We cannot say the trial court abused its discretion by denying a motion that was filed over one year after the cross-complaint was filed. “The overall purpose of the SLAPP statute is to provide defendants with a procedural remedy ‘which would allow prompt exposure and dismissal of SLAPP suits.’ The 60-day period in which a defendant may file a SLAPP motion as a matter of right appears to be intended to permit the defendant to test the foundation of the plaintiff’s action before having to ‘devote its time, energy and resources to combating’ a ‘meritless’ lawsuit.” (Morin, supra, 122 Cal.App.4th at p. 681, fns. omitted.)
Ventura’s motion for leave to file a SLAPP motion was filed far beyond the statutory time limit of 60 days, which defeated the purpose of filing such motion. The trial court’s refusal to allow Ventura to file the motion to strike on that basis alone would have been within the court’s discretion. Furthermore, the reason given in her motion for leave to file the SLAPP motion was unavailing. The only reason she gave was that her previous attorney had abandoned her because her attorney was afraid of “defendant’s” counsel. She did not expand upon this reason and did not explain how her previous attorney was able to file an answer to the cross-complaint on February 16, 2006, without being too “intimidated” by defense counsel.
Ventura claims for the first time in her reply brief that the trial court abused its discretion because it failed to consider the reasons that the SLAPP motion was late, it did not consider the merits of her motion to strike, and it did not require Grabel to show prejudice should the trial court allow her to file the motion. We need not address these issues raised for the first time on appeal in the reply brief, as Ventura has given no good reason for the failure to raise these claims in her opening brief. (American Drug Stores, Inc. v. Stroh (1992) 10 Cal.App.4th 1446, 1453.) Furthermore, similar claims were rejected in Olsen. (See Olsen, supra, 134 Cal.App.4th at pp. 286-287 [finding that the trial court, in assessing timeliness, need not determine the merits of the SLAPP motion and that the party opposing the motion need not demonstrate prejudice].)
Here, the trial court did not abuse its discretion by refusing to allow Ventura to file a late SLAPP motion to strike the cross-complaint that was filed nearly one year late.
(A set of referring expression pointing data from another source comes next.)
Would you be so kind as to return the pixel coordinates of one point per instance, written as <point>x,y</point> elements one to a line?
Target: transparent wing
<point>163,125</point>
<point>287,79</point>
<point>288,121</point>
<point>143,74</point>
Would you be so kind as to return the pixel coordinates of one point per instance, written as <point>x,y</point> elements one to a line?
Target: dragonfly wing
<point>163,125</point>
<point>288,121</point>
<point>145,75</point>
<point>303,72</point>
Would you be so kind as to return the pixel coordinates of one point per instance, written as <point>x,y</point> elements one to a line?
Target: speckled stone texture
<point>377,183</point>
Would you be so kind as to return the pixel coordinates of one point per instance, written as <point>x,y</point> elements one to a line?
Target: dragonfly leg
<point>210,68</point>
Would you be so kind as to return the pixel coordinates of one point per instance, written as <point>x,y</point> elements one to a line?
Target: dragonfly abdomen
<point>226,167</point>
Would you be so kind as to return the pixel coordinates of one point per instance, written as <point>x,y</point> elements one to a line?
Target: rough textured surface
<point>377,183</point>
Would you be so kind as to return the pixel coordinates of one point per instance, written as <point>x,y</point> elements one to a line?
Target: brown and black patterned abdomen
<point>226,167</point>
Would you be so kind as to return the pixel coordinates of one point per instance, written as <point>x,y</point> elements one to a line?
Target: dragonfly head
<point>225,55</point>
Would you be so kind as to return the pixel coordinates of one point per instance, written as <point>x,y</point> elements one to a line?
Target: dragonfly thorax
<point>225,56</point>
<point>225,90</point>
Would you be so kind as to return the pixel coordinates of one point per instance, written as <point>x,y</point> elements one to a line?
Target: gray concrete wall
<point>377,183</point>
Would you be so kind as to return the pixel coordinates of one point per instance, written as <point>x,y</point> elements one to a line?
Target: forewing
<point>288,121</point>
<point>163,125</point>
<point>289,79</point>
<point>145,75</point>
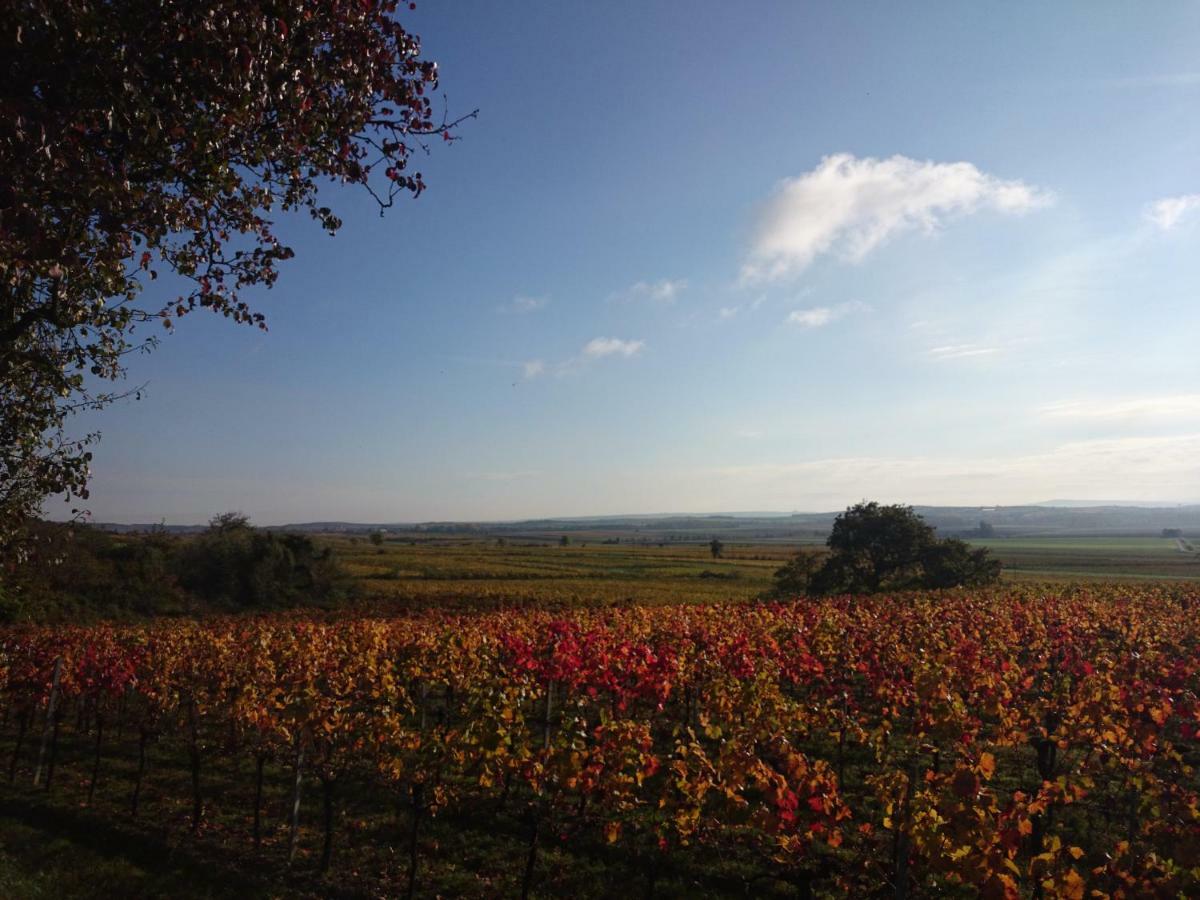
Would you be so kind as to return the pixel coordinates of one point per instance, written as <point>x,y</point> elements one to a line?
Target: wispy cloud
<point>595,349</point>
<point>819,316</point>
<point>665,291</point>
<point>961,351</point>
<point>1137,468</point>
<point>502,475</point>
<point>1164,79</point>
<point>522,305</point>
<point>599,347</point>
<point>1171,406</point>
<point>850,207</point>
<point>1169,211</point>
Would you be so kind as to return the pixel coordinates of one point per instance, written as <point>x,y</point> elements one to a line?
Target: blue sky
<point>700,257</point>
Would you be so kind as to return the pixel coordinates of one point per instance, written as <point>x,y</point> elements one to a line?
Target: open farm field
<point>415,571</point>
<point>1014,742</point>
<point>1069,558</point>
<point>474,573</point>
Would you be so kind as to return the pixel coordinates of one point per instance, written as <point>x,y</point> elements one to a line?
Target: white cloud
<point>961,351</point>
<point>665,291</point>
<point>502,475</point>
<point>600,347</point>
<point>1108,409</point>
<point>850,207</point>
<point>1138,468</point>
<point>819,316</point>
<point>1169,211</point>
<point>595,349</point>
<point>522,305</point>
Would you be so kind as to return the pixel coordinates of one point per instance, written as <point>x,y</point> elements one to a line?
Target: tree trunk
<point>51,720</point>
<point>54,753</point>
<point>327,850</point>
<point>294,833</point>
<point>418,813</point>
<point>258,801</point>
<point>22,727</point>
<point>142,768</point>
<point>95,766</point>
<point>532,859</point>
<point>195,753</point>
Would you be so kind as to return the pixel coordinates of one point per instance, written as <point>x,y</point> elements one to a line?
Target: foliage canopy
<point>874,547</point>
<point>141,138</point>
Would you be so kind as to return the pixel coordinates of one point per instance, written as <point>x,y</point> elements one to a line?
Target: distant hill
<point>1066,519</point>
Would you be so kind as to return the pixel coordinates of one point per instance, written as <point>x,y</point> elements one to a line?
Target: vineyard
<point>1021,742</point>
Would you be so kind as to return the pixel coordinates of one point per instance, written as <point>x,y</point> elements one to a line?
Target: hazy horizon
<point>707,258</point>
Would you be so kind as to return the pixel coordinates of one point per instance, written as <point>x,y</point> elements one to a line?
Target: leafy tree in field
<point>875,547</point>
<point>951,563</point>
<point>233,565</point>
<point>138,138</point>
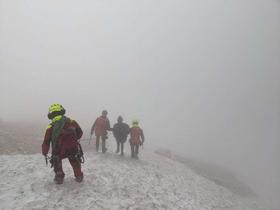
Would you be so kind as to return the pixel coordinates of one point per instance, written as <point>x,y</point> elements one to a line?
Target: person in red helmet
<point>100,128</point>
<point>63,134</point>
<point>136,138</point>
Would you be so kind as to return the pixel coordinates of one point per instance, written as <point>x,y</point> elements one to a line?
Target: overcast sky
<point>201,76</point>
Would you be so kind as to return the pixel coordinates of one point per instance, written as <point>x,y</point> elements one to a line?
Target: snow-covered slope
<point>112,182</point>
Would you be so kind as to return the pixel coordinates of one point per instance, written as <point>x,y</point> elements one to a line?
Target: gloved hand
<point>45,149</point>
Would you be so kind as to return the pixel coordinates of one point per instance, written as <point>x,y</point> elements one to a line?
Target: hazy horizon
<point>202,77</point>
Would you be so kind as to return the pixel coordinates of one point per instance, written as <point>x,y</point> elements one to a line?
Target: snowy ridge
<point>112,182</point>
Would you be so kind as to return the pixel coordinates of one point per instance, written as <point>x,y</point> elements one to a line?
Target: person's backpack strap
<point>57,129</point>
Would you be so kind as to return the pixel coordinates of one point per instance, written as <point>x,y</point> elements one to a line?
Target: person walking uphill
<point>136,138</point>
<point>100,128</point>
<point>63,134</point>
<point>120,132</point>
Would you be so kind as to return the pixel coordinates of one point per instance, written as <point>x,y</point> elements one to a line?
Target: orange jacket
<point>136,134</point>
<point>67,141</point>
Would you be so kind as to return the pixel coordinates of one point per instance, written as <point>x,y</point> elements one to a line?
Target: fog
<point>201,76</point>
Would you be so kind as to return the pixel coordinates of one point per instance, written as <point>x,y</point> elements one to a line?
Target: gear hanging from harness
<point>57,129</point>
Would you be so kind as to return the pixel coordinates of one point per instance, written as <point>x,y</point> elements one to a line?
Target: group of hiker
<point>63,135</point>
<point>121,130</point>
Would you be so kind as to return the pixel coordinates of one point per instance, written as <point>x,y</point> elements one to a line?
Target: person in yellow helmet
<point>136,138</point>
<point>63,134</point>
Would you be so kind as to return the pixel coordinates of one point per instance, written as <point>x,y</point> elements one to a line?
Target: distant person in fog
<point>136,138</point>
<point>120,132</point>
<point>100,128</point>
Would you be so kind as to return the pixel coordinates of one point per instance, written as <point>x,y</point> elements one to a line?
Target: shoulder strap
<point>57,128</point>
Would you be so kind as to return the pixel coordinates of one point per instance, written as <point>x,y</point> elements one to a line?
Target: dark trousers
<point>120,143</point>
<point>134,150</point>
<point>103,138</point>
<point>76,165</point>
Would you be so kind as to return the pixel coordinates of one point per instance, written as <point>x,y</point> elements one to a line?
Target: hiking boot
<point>79,178</point>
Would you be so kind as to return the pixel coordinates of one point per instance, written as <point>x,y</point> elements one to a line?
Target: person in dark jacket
<point>100,128</point>
<point>120,132</point>
<point>136,138</point>
<point>63,134</point>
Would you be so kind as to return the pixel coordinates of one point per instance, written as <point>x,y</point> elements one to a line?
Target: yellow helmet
<point>55,109</point>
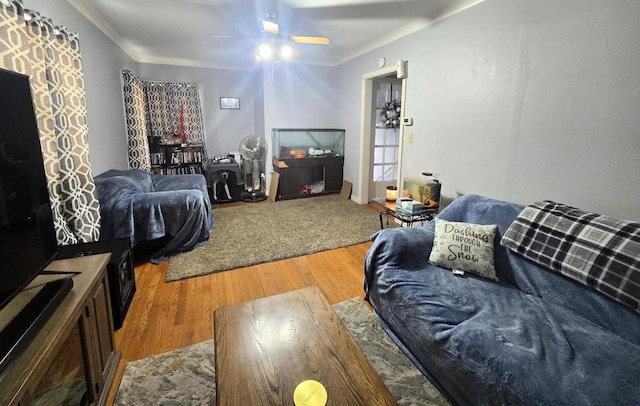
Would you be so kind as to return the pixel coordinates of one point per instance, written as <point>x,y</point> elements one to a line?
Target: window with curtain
<point>50,55</point>
<point>171,111</point>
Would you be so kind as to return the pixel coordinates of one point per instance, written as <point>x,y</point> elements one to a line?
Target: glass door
<point>387,94</point>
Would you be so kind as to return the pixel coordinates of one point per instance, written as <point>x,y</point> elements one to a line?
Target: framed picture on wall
<point>232,103</point>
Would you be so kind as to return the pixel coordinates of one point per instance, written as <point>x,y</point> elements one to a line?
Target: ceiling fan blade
<point>310,40</point>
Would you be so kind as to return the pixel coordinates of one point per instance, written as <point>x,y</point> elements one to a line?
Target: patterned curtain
<point>173,107</point>
<point>136,121</point>
<point>171,111</point>
<point>30,44</point>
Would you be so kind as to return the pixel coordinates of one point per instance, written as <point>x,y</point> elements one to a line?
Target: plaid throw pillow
<point>597,250</point>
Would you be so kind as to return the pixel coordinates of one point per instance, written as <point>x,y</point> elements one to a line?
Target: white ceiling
<point>177,32</point>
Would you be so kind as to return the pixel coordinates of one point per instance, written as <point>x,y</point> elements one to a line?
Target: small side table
<point>405,220</point>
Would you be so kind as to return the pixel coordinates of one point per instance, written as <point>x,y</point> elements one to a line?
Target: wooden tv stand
<point>75,347</point>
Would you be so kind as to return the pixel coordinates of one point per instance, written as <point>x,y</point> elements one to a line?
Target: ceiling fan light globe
<point>265,51</point>
<point>270,26</point>
<point>286,52</point>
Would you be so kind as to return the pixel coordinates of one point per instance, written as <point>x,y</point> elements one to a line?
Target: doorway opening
<point>380,144</point>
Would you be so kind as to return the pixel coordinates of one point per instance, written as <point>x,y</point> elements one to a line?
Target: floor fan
<point>253,150</point>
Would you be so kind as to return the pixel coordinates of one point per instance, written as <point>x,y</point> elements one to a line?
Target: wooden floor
<point>166,316</point>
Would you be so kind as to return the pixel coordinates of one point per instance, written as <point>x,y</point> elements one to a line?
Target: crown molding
<point>414,26</point>
<point>96,19</point>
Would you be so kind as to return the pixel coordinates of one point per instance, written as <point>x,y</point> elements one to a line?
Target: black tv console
<point>122,281</point>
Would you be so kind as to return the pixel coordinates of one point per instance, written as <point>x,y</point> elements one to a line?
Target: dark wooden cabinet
<point>72,359</point>
<point>120,271</point>
<point>298,175</point>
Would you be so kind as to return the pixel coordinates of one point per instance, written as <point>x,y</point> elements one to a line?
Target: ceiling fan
<point>276,46</point>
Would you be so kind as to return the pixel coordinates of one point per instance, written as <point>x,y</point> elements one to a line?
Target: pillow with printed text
<point>464,247</point>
As the court did in Olsen, we also conclude that the appeal is frivolous, on the basis that any reasonable attorney would agree that this appeal is completely without merit. (In re Marriage of Flaherty (1982) 31 Cal.3d 637, 650; Olsen, supra, 134 Cal.App.4th at pp. 284-286.) This case is particularly egregious, as Ventura’s opening brief misrepresented the trial court proceedings and failed to raise a cognizable issue on appeal. It was up to Grabel to properly set forth the lower court proceedings and frame the issues to be decided on appeal: whether there was an appealable order and whether trial court abused its discretion in refusing to although Ventura’s late SLAPP motion. As set forth, ante, that issue is completely devoid of merit, and we therefore conclude that the instant appeal is frivolous.
III
DISPOSITION
We affirm the order of the trial court denying the motion for leave to file a SLAPP motion to strike the cross-complaint. Grabel is awarded his costs on appeal.
We concur: RAMIREZ, P.J., MILLER, J.